In this text-file, all taxon names (short names, epithets) are listed with their affiliation to genus, subgenus, species-group, species-subgroup and species-complex.

SYST.TEXT

This is a XLS-file in text/tab format. It includes all systematic relationships, including comments on synonymy and homonymy, etc., with tags for sorting. Some tags:

.KF 	“short name“, used in DROS3.TEXT (e.g., atterima) 
        So called homonyms are separated by nummers and 
        uniquely identified (e.g., attenuata 1).
.VN 	the currently accepted name (taxonomy). (e.g., aterrima)
.FU 	the original form of the name, with author(s), etc.,. (e.g., atterima Patterson and Wheeler, 1949:218)
.OR 	the original generic affiliation of the name (e.g., Drosophila)
.AU 	the original source to link with DROS5.TEXT (e.g., patterson & wheeler, 1949)
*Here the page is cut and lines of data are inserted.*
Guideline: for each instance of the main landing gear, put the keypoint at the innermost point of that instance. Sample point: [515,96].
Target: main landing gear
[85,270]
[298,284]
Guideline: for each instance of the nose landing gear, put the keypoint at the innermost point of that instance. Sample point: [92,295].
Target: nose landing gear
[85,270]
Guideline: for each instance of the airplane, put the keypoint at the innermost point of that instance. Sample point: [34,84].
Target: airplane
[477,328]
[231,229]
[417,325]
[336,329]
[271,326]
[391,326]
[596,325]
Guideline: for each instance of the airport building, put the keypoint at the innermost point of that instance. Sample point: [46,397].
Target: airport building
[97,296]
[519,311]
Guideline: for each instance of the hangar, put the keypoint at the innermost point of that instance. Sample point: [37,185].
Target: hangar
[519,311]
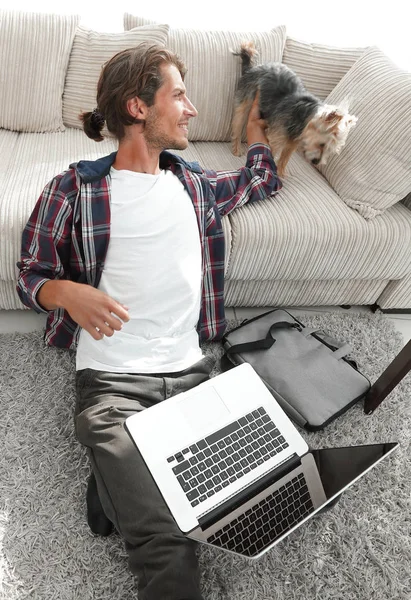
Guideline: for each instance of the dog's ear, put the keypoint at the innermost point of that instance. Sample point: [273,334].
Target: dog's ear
[333,118]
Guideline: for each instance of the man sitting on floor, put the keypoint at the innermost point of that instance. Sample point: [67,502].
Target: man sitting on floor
[126,254]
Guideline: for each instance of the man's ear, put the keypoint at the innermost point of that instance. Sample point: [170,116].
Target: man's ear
[137,108]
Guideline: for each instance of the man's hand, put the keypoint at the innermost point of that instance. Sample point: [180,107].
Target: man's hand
[256,126]
[92,309]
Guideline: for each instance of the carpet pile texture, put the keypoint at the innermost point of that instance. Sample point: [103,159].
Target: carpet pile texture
[359,550]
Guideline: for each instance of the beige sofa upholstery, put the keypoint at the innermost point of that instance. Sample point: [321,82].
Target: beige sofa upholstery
[304,246]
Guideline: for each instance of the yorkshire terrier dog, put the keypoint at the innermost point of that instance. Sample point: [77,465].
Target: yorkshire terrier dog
[296,120]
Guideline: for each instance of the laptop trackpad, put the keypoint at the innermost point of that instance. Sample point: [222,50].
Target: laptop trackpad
[203,409]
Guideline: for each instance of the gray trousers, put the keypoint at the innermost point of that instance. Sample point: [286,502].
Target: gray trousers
[162,558]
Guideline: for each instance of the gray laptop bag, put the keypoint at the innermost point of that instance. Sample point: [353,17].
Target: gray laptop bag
[306,370]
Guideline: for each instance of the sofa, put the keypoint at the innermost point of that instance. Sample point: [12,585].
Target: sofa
[334,235]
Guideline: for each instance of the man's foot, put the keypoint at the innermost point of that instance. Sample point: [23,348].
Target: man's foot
[96,518]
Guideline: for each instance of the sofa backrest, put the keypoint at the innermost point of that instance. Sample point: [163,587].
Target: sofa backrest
[213,73]
[320,67]
[34,53]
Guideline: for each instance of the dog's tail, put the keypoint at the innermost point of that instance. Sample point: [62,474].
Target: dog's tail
[248,53]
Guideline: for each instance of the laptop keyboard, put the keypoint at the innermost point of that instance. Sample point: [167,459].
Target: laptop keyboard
[262,524]
[212,463]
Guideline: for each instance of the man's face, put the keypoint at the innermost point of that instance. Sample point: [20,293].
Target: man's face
[167,121]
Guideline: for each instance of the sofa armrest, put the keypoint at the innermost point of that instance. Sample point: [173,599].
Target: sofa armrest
[407,201]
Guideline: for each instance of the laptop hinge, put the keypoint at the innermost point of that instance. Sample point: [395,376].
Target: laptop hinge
[248,492]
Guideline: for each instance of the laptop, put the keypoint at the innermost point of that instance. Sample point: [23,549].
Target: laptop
[233,469]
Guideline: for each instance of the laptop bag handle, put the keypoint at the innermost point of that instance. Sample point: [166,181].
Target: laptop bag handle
[265,343]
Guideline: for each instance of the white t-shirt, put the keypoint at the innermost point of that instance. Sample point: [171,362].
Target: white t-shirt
[153,266]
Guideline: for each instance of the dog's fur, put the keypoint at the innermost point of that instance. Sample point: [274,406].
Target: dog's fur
[296,119]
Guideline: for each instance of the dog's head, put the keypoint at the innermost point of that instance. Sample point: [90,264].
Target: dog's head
[326,133]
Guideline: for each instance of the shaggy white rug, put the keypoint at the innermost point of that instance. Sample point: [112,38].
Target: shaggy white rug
[359,550]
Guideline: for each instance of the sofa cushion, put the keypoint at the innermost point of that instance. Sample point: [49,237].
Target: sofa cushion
[306,232]
[34,53]
[8,140]
[91,49]
[320,67]
[373,171]
[213,72]
[36,159]
[130,21]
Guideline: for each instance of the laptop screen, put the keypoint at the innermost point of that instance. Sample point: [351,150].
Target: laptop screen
[339,467]
[287,502]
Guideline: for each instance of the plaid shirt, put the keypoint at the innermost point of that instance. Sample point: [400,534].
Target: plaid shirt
[68,233]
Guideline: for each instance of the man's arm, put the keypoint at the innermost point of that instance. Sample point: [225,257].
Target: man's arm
[257,180]
[44,279]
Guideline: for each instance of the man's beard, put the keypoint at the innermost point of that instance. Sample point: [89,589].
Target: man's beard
[158,140]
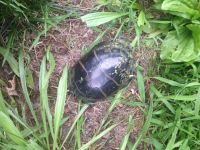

.FA 	family (e.g., Drosophilidae)
.SF     subfamily (e.g., Drosophilinae)
.TR     tribe (e.g., Drosophilini)
.ST     subtribe (e.g., Drosophilina)
.IT     infratribe (e.g., Drosophiliti)
.GE     genus (e.g., Scaptomyza)
.SG     subgenus (e.g., Macroscaptomyza)
.GR     species group (e.g., mesophragmatica)
.SR     species subgroup (e.g., mesophragmatica)
.SC     species complex (e.g., altissima)
.SS     subspecies (e.g., avittata)

.CO     any comments (status, etc.) 

SYST.QE.TEXT

This is a text-file, actually an exact copy of the file SYST.TEXT without connection with xls.

TAXA-LIST

This text-file lists all “short names” with actual genus affiliation and author(s) combination.

TAXODROS

The link https://www.taxodros.uzh.ch allows search with keywords, search for distribution and contains lists for taxonomic overviews.

References

Elliott2020

Elliott M.J., Poelen J.H., Fortes J.A.B. (2020). Toward Reliable Biodiversity Dataset References. Ecological Informatics. https://doi.org/10.1016/j.ecoinf.2020.101132 hash://sha256/136c3c1808bcf463bb04b11622bb2e7b5fba28f5be1fc258c5ea55b3b84f482c

Elliott2023

Elliott M.J., Poelen, J.H. & Fortes, J.A.B. (2023) Signing data citations enables data verification and citation persistence. Sci Data. https://doi.org/10.1038/s41597-023-02230-y hash://sha256/f849c870565f608899f183ca261365dce9c9f1c5441b1c779e0db49df9c2a19d

Provenance

This section details the provenance of the TaxoDros index files and associated pdf files.

for humans

The TaxoDros index files and associated pdfs where provided by Gerhard Bächlin January 2024. Following, the index files and associated pdf files were packaged, signed, and versioned using Preston (Elliott et al. 2020, Elliott et al. 2023).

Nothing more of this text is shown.